Evaluating Aging Pedestrian Crash Severity With Bayesian Complementary Log–Log Model for Improved Prediction Accuracy

Document Type


Publication Date


Publication Title

Transportation Research Record


© 2017 National Academy of Sciences. Reliable prediction accuracy is an essential attribute for crash prediction models. Generally, more severe injury outcomes, such as fatalities, are rarer than less severe crashes, such as property damage only or minor injury crashes. The complementary log–log (cloglog) model, commonly used in epidemiological research, is known for its accuracy in predicting rare events. This study implemented the cloglog model in analyzing pedestrian injury severity and compared its performance with the two conventional models used in injury severity research: the probit and logit models. The three models were developed with data from 1,397 crashes involving aging pedestrians that occurred in Florida from 2009 through 2013. The response variable, injury severity level, was binary and categorized as either fatal or severe injury or minor or no injury.

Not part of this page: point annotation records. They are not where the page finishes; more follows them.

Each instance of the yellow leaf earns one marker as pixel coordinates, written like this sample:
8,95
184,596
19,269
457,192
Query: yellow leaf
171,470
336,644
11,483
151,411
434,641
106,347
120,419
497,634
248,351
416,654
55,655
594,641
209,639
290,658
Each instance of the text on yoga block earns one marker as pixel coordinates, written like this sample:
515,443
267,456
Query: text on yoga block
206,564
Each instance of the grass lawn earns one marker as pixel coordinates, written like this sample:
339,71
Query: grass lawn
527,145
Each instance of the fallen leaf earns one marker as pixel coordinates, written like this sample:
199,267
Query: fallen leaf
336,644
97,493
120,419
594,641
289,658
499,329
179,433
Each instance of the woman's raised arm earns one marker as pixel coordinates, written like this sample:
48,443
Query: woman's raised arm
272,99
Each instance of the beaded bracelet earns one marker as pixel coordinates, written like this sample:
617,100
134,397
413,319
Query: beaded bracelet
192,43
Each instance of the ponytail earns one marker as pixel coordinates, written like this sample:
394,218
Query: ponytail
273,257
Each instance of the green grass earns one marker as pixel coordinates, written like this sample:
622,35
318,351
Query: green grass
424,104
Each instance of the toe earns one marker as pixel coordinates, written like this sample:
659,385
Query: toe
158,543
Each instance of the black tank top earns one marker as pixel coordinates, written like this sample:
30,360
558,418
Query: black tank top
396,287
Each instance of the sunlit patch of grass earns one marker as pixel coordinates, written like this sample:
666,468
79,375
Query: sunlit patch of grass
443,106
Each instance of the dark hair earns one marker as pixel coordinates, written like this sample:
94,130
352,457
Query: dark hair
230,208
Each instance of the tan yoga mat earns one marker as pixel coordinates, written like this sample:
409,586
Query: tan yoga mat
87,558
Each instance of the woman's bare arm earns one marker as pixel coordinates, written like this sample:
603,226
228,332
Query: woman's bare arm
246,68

The study used three accuracy metrics (deviance information criteria, prediction accuracy, and receiver operating characteristics curves) to compare the performance of the models. The cloglog model outperformed the probit and logit models in overall goodness of fit and prediction accuracy. More important, the cloglog model outperformed the other two models considerably for predicting fatal and severe crashes according to the recall metric (72% accuracy versus 43% and 41% for probit and logit models, respectively). However, the other two models outperformed the cloglog model in predicting crashes with no or minor injuries. Of predictor variables included in the model, six were found to significantly influence fatal or severe injuries for aging pedestrians at 95% Bayesian credible interval. These variables included pedestrian age, alcohol involvement, first harmful event, vehicle movement, shoulder type, and posted speed.